The Italian budget bill, described in general terms here last week, has survived a vote of confidence in the Chamber of Deputies by a 100-vote margin and moves on the Italian Senate where a much closer vote is expected. Demonstrations against the bill, estimated by the media at 300,000 or more participants, were apparently insufficient to sway enough deputies against it. That the demonstrators did not necessarily agree with one another--some seemed to want increased spending while others preferred lower taxes--may have reduced their impact: it is also possible that a certain demonstration fatigue, following an endless series of cortei for and against every conceivable cause, has begun to set in.

One problem with a large volume of demonstrations is that one has to do increasingly outrageous things to get noticed. Even by this standard, this week's pro-Palestianian rally in Rome, in which demonstrators burned effigies of Israeli, American, and Italian (not a misprint) soldiers, was somewhat over the top, and condemned as so across the political spectrum. That a parallel demostration in Milan--more decorous than the capital if hardly less political--went off comparatively peacably did little to calm the shortened tempers.
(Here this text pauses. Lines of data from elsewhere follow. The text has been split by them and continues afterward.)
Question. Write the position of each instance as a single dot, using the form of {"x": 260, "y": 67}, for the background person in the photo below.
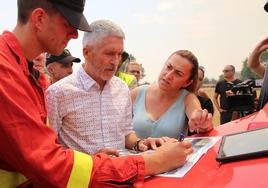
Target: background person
{"x": 202, "y": 96}
{"x": 28, "y": 146}
{"x": 129, "y": 79}
{"x": 159, "y": 109}
{"x": 134, "y": 69}
{"x": 60, "y": 66}
{"x": 259, "y": 68}
{"x": 222, "y": 90}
The interplay of opposites is, of course, a defining feature of Italian (which is to say human) life. Thus the city of Naples, always the poorest of the big Italian centers, is in the midst of its worst crime wave in history, with people being blown away regularly in streets and markets and even some teenagers joining enthusiastically in the destruction. The good news is that the local soccer team, which has been languishing in the C-league for some time, is now nearing the top of Serie B and with luck--not to mention ongoing point reductions for several scandal-plagued competitors--could make it to the A-league for the first time in memory. A vindication of the city by Vesuvius, or a strange coincidence of fate? In Italy the two hardly differ.